A council of twelve Anglicans and twelve Free
Churchmen was appointed to administer the scheme.
Although there was criticism in some quarters both
then and at a later date, the scheme was supported
by a number of national, as well as local, church
leaders and governing bodies; accordingly the west
crypt under the ruins was equipped and dedicated
as a temporary Chapel of Unity in 1945 and an
appeal for funds to support the scheme was made the
following year. Services and study groups for
various religious and civic associations were held
in the temporary chapel until 1959. In 1960 an
inaugural service was held in the half-completed
Chapel of Unity in the new cathedral at which the
'Stone of Witness' was laid at the entrance, and the
declaration, originally made in 1945, of adherence
to the principle of interdenominational unity was
signed by the members of the joint council. The
plan for the Christian Service Centre had to be
temporarily abandoned in 1947 with the rejection of
the first designs for the new cathedral in which it
had been embodied, but the funds raised by the appeal
were devoted to the building of the permanent
Chapel of Unity. Another feature of this co-operation
between the churches has been the hospitality
extended by the Anglican churches in the city to a
number of small Orthodox and Lutheran congregations which have been formed there since the war.
The German Lutheran church has continued to hold
its services in the Chapel of Unity in the cathedral,
and in 1965 Greek Orthodox rites were practised
in St. Anne's Church, Serbian Orthodox in St.
Saviour's Church, and Ukrainian Autocephalic
Orthodox in St. Mark's Church, and the Latvian
Evangelical Lutheran Church in the Midlands was
using Holy Trinity Church. (fn. 83)
The second aim was that of making Coventry a
centre of international, as well as of interdenominational, reconciliation, particularly between Britain
and Germany. The first steps in this direction were
made at Christmas 1946 with the exchange of
broadcast messages between the provost and a
Roman Catholic priest in the devastated city of
Hamburg, and continued in 1947 with the mission
of friendship from Coventry to Kiel.

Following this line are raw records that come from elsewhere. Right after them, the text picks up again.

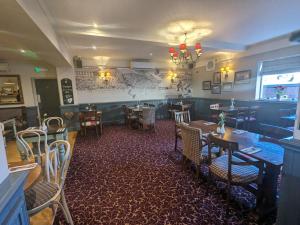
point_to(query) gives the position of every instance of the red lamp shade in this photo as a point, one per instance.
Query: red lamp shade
(182, 47)
(175, 55)
(171, 50)
(198, 46)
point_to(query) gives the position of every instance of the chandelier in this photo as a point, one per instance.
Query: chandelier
(184, 55)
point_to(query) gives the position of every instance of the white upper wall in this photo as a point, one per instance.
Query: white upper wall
(27, 74)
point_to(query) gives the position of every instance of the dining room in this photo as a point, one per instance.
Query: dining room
(144, 112)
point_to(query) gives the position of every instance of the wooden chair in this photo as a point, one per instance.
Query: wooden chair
(195, 147)
(50, 191)
(55, 120)
(214, 112)
(30, 151)
(180, 117)
(90, 119)
(172, 110)
(234, 168)
(147, 121)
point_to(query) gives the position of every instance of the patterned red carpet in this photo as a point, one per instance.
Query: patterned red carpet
(133, 177)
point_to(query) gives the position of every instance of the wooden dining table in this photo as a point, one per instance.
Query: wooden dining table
(33, 175)
(271, 154)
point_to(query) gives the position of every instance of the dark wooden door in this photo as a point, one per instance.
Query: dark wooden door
(48, 97)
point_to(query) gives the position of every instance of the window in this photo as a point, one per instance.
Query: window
(281, 87)
(280, 79)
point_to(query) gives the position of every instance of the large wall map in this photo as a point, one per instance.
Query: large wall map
(130, 79)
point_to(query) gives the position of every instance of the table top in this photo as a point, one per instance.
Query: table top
(232, 109)
(291, 117)
(33, 175)
(271, 153)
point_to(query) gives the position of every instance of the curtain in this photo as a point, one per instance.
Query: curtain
(280, 66)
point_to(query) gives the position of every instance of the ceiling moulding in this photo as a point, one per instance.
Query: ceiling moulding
(37, 12)
(268, 46)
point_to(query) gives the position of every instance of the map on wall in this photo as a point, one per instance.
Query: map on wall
(130, 79)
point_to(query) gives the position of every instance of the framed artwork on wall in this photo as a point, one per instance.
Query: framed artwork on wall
(242, 77)
(216, 89)
(227, 86)
(217, 78)
(206, 85)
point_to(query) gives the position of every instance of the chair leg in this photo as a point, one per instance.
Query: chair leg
(64, 202)
(228, 198)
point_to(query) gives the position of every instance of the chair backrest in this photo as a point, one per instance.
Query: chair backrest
(148, 115)
(182, 117)
(229, 147)
(25, 149)
(58, 165)
(275, 132)
(192, 144)
(55, 120)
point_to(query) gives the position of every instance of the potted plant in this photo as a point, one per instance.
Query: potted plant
(221, 127)
(279, 91)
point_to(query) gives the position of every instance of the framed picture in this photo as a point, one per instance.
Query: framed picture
(216, 89)
(242, 77)
(217, 78)
(227, 86)
(206, 85)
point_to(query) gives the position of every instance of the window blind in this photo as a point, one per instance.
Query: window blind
(280, 66)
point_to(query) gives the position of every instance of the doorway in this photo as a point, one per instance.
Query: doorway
(47, 97)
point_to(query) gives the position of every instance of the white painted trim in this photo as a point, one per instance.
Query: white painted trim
(297, 122)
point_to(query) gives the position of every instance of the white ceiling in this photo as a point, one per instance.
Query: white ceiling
(132, 29)
(17, 31)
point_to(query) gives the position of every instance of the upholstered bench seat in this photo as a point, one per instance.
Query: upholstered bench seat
(240, 174)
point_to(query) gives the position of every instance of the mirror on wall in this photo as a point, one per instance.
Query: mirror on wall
(10, 90)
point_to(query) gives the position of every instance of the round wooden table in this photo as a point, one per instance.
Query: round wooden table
(33, 176)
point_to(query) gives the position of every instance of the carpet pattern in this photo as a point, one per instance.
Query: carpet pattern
(133, 177)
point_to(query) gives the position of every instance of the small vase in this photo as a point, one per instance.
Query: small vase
(44, 127)
(221, 129)
(278, 97)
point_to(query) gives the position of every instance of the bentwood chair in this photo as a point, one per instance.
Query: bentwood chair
(235, 168)
(50, 191)
(180, 117)
(34, 151)
(214, 112)
(147, 121)
(195, 147)
(55, 120)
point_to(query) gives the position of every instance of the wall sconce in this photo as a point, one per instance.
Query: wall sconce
(105, 75)
(172, 76)
(225, 71)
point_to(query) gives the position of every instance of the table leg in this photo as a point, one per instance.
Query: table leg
(14, 128)
(270, 184)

In the 1950s
services began to be held by the German Lutheran
pastor for the midlands in the temporary Chapel of
Unity for German Lutherans resident in Coventry,
and in 1956 representatives of the German Evangelical Church attended the ceremony at which the
foundation stone of the new cathedral was laid.
Among the gifts made by foreign nations to the
new building were two sums of money - one from
German churches and the other from the German
government - of which the former was to be spent
on the windows in the permanent Chapel of Unity.
The Coventry Cathedral International Fellowship
was also established in old offices under the east
end of the ruins which were converted into
an International Centre. The vestries behind
the east end were rebuilt by a group of German
students as an extension to the centre which was
opened in 1960 by the Evangelical Bishop of Berlin.